Medical Necessity and Mental Health: Understanding New Trends in Insurance Coverage for Mental Health Services
Posted: January 11, 2023
When you seek treatment for a mental health condition like depression, anxiety, or trauma, and you choose to pay with insurance, it works just like any other health condition. A claim is submitted to your insurance company, and they determine what portion of your bill they will cover and what portion you must pay out-of-pocket. While most insurance companies cover mental health services, this doesn’t mean they are guaranteed to cover every visit with a counselor. This is because when you submit a claim to your insurance company, they will determine whether or not the service was medically necessary. In some cases, they may deem that medical necessity is lacking, in which case, self-pay therapy is an option. Learn about this new trend in insurance coverage below.
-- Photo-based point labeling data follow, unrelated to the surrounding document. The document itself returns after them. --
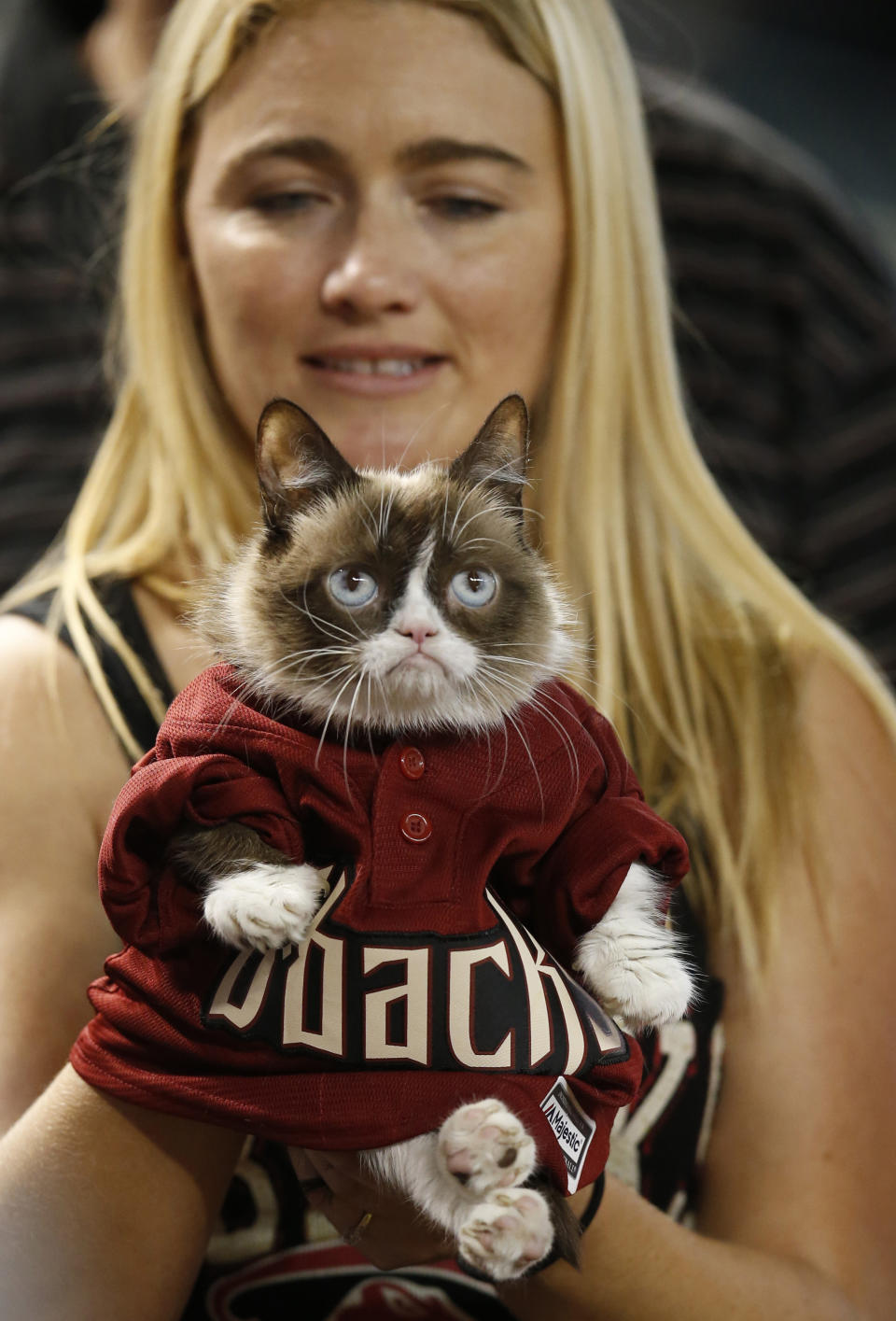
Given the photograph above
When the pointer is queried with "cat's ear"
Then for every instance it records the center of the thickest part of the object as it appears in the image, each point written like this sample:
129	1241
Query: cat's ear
498	456
296	462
What is medical necessity?
The term medical necessity is used to describe services that your insurance plan will pay for or cover. You should have access to a document that explains all the details of your insurance policy, including what services your provider deems to be medically necessary. In general, services will be deemed medically necessary if they fall under one of the following categories:- The service is provided to diagnose, treat, cure, or relieve a medical condition, disease, or injury,
- The service is not simply a convenience for the medical provider, the person insured, or the person’s family.
- The service is generally accepted in the medical community as constituting appropriate care for a given condition.
- The service is necessary to diagnose or treat a health condition.